P. ¿Hay algún experimento radiofónico interesante ahora mismo?
R. Itunes ha montado una radio global. Eso tiene sentido económico, porque es más barato, pero renuncia a los mercados locales, que es una porción muy potente del negocio. Si lo quisiera hacer bien, tendría que hacer radios nacionales, pero no se lo puede plantear… por el momento. 

P. ¿Por qué este giro de la radio hacia lo anglosajón?
R. En los años setenta y ochenta, dos tercios de lo que se programaba eran artistas nacionales o regionales. El beneficio no estaba en Supertramp, sino en Camilo Sesto, Raphael, Miguel Bosé y este tipo de artistas. Reconozco que en los ochenta fuimos muy injustos con Camilo Sesto, que nos parecían algo del pasado, pero es un cantante enorme. Todo esto se está perdiendo, con excepciones como Alborán y Alejandro Sanz. En los ochenta encontramos un buen equilibrio porque sonaba lo mejor de aquí (Radio Futura, Mecano, Héroes del Silencio…) y en los huecos que sobraban se emitía lo más potente de fuera.
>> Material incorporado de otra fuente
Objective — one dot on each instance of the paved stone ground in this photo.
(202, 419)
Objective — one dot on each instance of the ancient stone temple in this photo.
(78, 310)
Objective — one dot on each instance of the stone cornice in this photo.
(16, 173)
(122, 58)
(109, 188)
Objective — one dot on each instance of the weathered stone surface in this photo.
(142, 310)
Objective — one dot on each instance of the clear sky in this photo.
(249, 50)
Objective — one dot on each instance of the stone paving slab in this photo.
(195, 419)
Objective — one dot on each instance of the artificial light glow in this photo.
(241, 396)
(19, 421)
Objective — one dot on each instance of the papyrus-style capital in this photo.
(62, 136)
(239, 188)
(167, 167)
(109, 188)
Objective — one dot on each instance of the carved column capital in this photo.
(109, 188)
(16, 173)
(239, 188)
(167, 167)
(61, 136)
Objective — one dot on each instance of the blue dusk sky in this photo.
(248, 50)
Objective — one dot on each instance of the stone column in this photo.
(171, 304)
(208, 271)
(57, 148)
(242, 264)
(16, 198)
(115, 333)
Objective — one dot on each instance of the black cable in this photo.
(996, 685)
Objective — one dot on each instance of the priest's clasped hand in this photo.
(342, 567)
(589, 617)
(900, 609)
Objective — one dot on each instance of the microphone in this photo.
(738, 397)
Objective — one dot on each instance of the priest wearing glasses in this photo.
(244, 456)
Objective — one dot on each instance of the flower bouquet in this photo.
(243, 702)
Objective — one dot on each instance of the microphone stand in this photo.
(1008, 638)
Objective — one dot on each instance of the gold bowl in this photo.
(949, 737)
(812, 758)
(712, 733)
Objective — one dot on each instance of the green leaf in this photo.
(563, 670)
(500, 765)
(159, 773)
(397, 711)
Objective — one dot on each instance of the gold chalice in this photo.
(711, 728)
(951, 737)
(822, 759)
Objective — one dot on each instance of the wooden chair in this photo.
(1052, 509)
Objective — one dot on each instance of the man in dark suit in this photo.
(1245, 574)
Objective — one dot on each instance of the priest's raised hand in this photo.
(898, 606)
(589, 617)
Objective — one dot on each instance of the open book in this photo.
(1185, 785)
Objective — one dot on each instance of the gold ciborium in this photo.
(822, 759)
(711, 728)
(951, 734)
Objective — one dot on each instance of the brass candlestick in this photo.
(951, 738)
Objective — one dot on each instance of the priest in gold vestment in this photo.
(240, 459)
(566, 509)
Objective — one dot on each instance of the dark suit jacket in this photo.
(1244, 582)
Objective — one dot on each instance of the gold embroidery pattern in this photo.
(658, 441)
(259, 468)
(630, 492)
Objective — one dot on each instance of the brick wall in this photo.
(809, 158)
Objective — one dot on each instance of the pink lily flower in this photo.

Ahora parece que se funciona al revés, en parte porque en España no se invierte tanto en discos y en el mundo anglosajón mucho más. 

P. ¿Estarías a favor de un sistema de cuotas de música en castellano, similar al que funciona en Francia?
R. Estaría a favor de fomentar la música en castellano, sin llegar a un sistema de cuotas. Poner un porcentaje mínimo no me convence porque penaliza al oyente si el producto de ese año no da la talla. Quizá sería mejor algo parecido a lo que lo que tiene el cine, donde dan ayudas para la producción y en otras cosas. Es una pena que artistas indies como Vetusta Morla, Supersubmarina y Miss Cafeína apenas tengan sitio en la radio comercial. Solo suenan en Radio 3. ¿Por qué ocurre esto? Por la lógica de estudios de mercado de las que hablábamos antes. Ahora la radio es muy pasiva y no se atreve a sorprender a sus oyentes con nuevas apuestas. Insisto en la necesidad de recuperar la figura del discjockey prescriptor. Por ejemplo, en España nos cerrábamos a la música latina, así que con estudios de mercado nunca se hubiera apostado por ella, pero cuando  las discográficas y algunos discjockeys decidieron apoyar a Maná se vio que podían conectar de manera muy potente con el público. Lo mismo puede pasar con decenas de artistas de América Latina.